On the heels of World Diabetes Day 2016, we'd like to recognize a dozen people who've made a big impact in U.S. diabetes care in recent years.

If you’re getting involved in the type 1 diabetes world at all, you'll undoubtedly run into the names of these dozen people, whose great work you’ll definitely want to know about.

These 12 individuals have all changed the game in some significant way for patients across the board (listed here alphabetically):

Christel Marchand Aprigliano (DPAC and D-Collective)

WHO: Christel is a longtime active T1D advocate based in Florida who focuses her efforts in two areas -- the psychological, peer-support aspect of diabetes, and lobbying for legislation that allows PWDs (people with diabetes) the best possible access to necessary tools and treatments.

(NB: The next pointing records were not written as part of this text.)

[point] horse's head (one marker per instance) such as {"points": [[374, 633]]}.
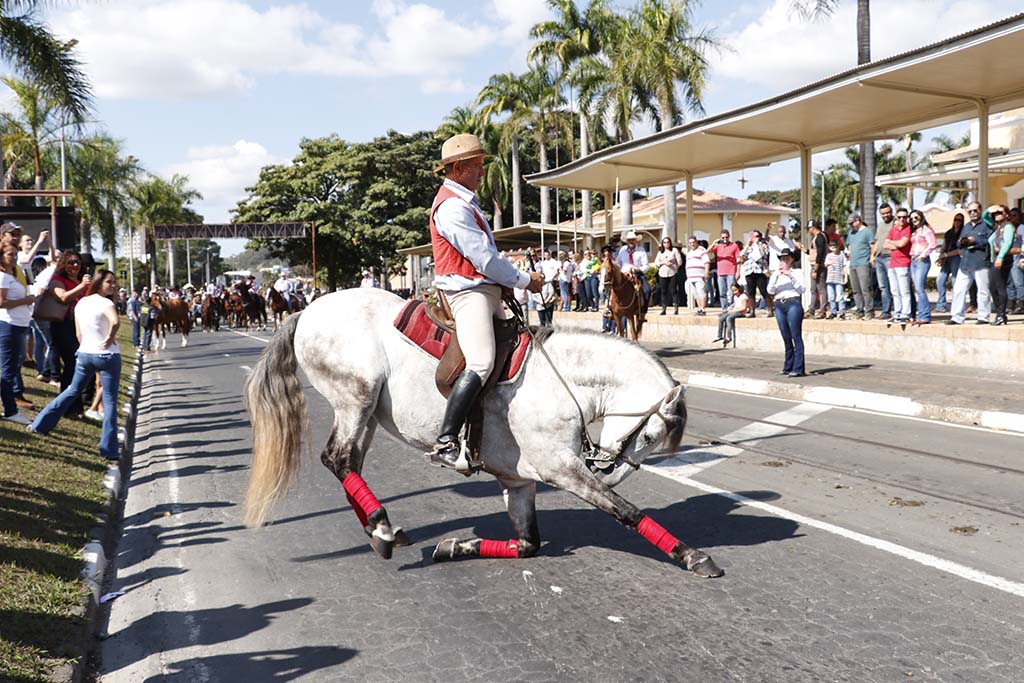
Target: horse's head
{"points": [[660, 428]]}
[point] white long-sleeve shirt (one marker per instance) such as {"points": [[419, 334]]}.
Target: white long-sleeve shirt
{"points": [[457, 222], [784, 286], [640, 261]]}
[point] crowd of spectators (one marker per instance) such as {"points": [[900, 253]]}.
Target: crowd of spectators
{"points": [[42, 315]]}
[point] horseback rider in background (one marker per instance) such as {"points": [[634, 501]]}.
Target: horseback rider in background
{"points": [[633, 260], [471, 272]]}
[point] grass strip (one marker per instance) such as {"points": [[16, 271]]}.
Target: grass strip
{"points": [[51, 489]]}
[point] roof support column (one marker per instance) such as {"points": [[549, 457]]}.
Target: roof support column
{"points": [[805, 215], [689, 205], [982, 154], [607, 218]]}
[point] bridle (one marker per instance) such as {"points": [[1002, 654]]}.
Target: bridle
{"points": [[596, 456]]}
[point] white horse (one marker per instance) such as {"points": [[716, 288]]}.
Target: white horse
{"points": [[372, 375]]}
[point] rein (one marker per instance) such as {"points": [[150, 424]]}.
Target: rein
{"points": [[594, 454]]}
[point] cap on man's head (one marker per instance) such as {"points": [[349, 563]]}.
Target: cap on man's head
{"points": [[458, 147]]}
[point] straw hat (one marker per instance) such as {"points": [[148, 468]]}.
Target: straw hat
{"points": [[457, 147]]}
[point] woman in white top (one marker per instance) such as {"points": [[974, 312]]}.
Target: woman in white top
{"points": [[668, 262], [96, 325], [14, 317], [786, 287]]}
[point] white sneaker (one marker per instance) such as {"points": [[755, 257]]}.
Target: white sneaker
{"points": [[17, 419]]}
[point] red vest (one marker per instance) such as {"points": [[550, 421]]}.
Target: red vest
{"points": [[448, 259]]}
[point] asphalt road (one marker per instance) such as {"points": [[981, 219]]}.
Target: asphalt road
{"points": [[856, 548]]}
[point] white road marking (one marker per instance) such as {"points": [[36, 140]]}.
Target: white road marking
{"points": [[692, 461], [951, 425], [939, 563]]}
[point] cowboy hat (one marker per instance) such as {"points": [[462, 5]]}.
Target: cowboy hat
{"points": [[458, 147]]}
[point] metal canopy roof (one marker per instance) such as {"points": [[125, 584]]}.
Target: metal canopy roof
{"points": [[931, 86]]}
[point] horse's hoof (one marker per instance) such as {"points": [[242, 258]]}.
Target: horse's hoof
{"points": [[444, 550], [702, 565], [401, 539], [382, 546]]}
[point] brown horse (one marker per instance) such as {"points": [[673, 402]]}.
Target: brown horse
{"points": [[172, 313], [626, 297]]}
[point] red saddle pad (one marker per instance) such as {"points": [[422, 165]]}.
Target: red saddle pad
{"points": [[416, 326]]}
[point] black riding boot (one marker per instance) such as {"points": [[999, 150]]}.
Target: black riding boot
{"points": [[464, 393]]}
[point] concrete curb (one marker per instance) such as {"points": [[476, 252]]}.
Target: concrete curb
{"points": [[102, 538], [865, 400]]}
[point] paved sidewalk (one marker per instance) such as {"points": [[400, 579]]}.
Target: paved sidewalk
{"points": [[963, 395]]}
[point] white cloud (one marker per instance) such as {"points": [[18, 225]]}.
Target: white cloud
{"points": [[221, 173], [194, 48], [780, 51]]}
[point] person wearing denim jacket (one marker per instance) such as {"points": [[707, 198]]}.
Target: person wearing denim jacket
{"points": [[974, 267], [96, 325]]}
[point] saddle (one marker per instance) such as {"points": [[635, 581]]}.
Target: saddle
{"points": [[431, 328]]}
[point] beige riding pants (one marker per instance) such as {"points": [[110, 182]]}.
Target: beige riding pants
{"points": [[473, 310]]}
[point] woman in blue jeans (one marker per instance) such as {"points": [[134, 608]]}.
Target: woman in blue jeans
{"points": [[786, 287], [14, 318], [96, 325]]}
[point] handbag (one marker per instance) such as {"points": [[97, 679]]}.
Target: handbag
{"points": [[49, 308]]}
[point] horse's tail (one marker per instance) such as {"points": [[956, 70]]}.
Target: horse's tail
{"points": [[278, 412]]}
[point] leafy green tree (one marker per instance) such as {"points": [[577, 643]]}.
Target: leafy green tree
{"points": [[367, 200]]}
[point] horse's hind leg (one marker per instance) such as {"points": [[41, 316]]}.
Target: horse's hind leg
{"points": [[353, 429], [573, 477], [521, 505]]}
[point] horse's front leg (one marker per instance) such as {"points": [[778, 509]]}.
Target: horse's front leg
{"points": [[520, 501], [573, 477], [343, 456]]}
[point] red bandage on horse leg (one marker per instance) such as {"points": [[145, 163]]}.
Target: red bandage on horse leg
{"points": [[499, 548], [657, 535], [360, 497], [358, 511]]}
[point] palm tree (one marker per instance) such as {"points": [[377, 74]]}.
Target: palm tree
{"points": [[567, 39], [101, 179], [28, 45], [671, 56], [957, 189], [818, 9], [504, 94]]}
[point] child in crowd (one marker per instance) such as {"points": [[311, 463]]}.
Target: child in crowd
{"points": [[727, 321], [836, 280]]}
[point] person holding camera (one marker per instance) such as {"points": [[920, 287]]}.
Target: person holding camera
{"points": [[973, 268]]}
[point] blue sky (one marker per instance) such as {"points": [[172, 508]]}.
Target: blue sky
{"points": [[217, 88]]}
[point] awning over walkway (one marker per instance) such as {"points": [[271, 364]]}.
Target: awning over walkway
{"points": [[964, 77]]}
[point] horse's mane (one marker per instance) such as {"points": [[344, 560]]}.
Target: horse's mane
{"points": [[543, 334]]}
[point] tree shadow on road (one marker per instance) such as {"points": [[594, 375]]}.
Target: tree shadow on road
{"points": [[285, 665], [171, 630]]}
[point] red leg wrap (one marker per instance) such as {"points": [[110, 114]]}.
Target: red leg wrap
{"points": [[499, 548], [361, 499], [358, 511], [657, 535]]}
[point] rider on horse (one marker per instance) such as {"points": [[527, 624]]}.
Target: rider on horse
{"points": [[633, 260], [471, 272]]}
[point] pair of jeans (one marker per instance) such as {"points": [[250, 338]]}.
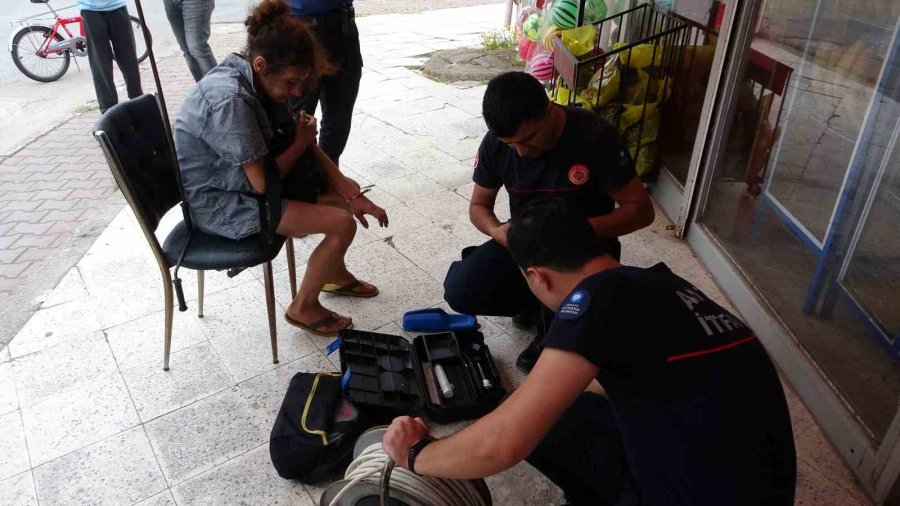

WHAT: After starting the very first diabetes podcast, D-Feed, during the early days of social media in 2004, Christel worked as an advocate and diabetes blogger over the years before eventually founding the nonprofit Diabetes Collective in 2015, which hosts “UnConference” events for adults with T1D on both coasts. It’s a type of free-flowing “talk fest” where the attendees set the agenda as they explore all sorts of personal topics from love and intimacy with diabetes to guilt, burnout and mental health. Christel is also co-founder of DPAC (the Diabetes Patient Advocacy Coalition) that has taken on the critical work of helping the patient community lobby lawmakers at the federal and state levels.

WHY: With a wicked sense of humor and talent for saying it like it is, Christel has been a force to recon with representing the Diabetes Community at key policy events and meetings. Her work with co-founder Bennet Dunlap at DPAC has filled a critical void and is making important inroads in Diabetes Policy on insurance coverage, discrimination laws, and calls for tighter quality standards on diabetes devices, to name a few.


Jeffrey Brewer (Bigfoot Biomedical)

WHO: Jeffrey is an IT entrepreneur and philanthropist who became active in the D-Community after his son was diagnosed in 2002. He served as President & CEO of JDRF from to 2010 to 2014, and is now CEO of the promising California startup Bigfoot Biomedical developing a closed loop Artificial Pancreas system.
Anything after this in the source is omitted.